In summary, thesis seeks to answer the following questions: to what extent were Freund’s photographs of the Bibliothèque nationale and other Parisian libraries, taken after her return to the Bibliothèque nationale in December 1936, shaped by her prior experience of working at the French national library, and by extension to her experience of Paris as a German Jewish exile?
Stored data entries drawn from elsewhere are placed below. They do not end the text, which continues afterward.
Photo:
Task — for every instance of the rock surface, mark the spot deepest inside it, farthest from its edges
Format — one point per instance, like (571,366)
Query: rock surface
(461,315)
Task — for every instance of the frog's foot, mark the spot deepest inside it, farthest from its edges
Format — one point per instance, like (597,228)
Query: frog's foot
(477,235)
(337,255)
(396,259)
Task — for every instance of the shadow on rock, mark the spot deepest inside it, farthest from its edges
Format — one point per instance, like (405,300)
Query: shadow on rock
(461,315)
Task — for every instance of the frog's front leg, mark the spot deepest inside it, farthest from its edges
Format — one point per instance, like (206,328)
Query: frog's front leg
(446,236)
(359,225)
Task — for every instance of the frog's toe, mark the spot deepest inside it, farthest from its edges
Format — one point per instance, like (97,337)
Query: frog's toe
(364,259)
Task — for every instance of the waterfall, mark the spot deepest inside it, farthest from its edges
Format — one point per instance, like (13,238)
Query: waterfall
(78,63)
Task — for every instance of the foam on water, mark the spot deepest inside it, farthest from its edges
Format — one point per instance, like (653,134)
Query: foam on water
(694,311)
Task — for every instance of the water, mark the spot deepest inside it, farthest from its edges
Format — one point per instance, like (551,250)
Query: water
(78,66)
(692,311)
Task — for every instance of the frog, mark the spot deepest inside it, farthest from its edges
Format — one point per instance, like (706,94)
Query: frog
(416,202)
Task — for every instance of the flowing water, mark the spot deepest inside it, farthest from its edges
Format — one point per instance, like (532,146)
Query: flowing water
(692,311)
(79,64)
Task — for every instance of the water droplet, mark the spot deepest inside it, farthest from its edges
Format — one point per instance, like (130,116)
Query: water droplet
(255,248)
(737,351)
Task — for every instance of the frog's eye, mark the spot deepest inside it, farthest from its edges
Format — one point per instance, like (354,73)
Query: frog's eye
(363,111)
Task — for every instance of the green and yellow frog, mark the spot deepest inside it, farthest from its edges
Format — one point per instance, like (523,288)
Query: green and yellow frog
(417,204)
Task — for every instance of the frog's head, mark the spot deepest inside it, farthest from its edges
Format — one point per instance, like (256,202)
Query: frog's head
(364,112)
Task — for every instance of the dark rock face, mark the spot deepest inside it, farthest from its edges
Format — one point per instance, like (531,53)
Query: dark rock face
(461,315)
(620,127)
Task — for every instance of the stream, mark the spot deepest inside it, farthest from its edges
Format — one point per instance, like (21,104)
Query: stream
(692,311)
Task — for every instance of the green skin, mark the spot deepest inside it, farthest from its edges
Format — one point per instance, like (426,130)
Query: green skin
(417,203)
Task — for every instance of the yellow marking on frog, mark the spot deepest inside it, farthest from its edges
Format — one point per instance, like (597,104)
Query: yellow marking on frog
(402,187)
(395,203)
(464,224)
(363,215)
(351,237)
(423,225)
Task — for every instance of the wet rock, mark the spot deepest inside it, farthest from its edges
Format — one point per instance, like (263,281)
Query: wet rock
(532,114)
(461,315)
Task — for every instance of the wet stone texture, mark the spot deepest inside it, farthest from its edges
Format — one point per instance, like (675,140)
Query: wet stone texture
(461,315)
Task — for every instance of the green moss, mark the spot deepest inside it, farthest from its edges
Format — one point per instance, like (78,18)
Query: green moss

And to what extent does shifting the focus from Benjamin to Freund, and situating her photographs of Benjamin at the Bibliothèque nationale in the context of her report on Parisian libraries, challenge the idea that these photographs portray Benjamin as a melancholic and solitary intellectual?
Education
- 2021-Present: PhD History of Art, Courtauld Institute of Art
- 2019-2020: MPhil History of Art, University of Cambridge
- 2016-2019: BA History of Art, University of Cambridge
Teaching
- Spring 2022: Guest Speaker, MA History of Art special option ‘Experiencing Modernism: Utopia, Politics, and Times of Turmoil’, The Courtauld Institute of Art
- Autumn 2022: Guest Speaker, MA History of Art special option ‘Experiencing Modernism: Utopia, Politics, and Times of Turmoil’, The Courtauld Institute of Art
- Autumn 2022 to Spring 2023: Teaching Assistant, BA2 module ‘Frameworks for Interpretation’, The Courtauld Institute of Art
- Spring 2024: Associate Lecturer, BA1 module ‘British Photography in London Collections’, The Courtauld Institute of Art
- Spring 2025: Associate Lecturer, BA3 module ‘Modern, Postmodern, and Digital Photography’, The Courtauld Institute of Art
Research Interests
My research focuses on modern photography. I am particularly interested in the work of modern female photographers and the influence of exile and migration on modern photography.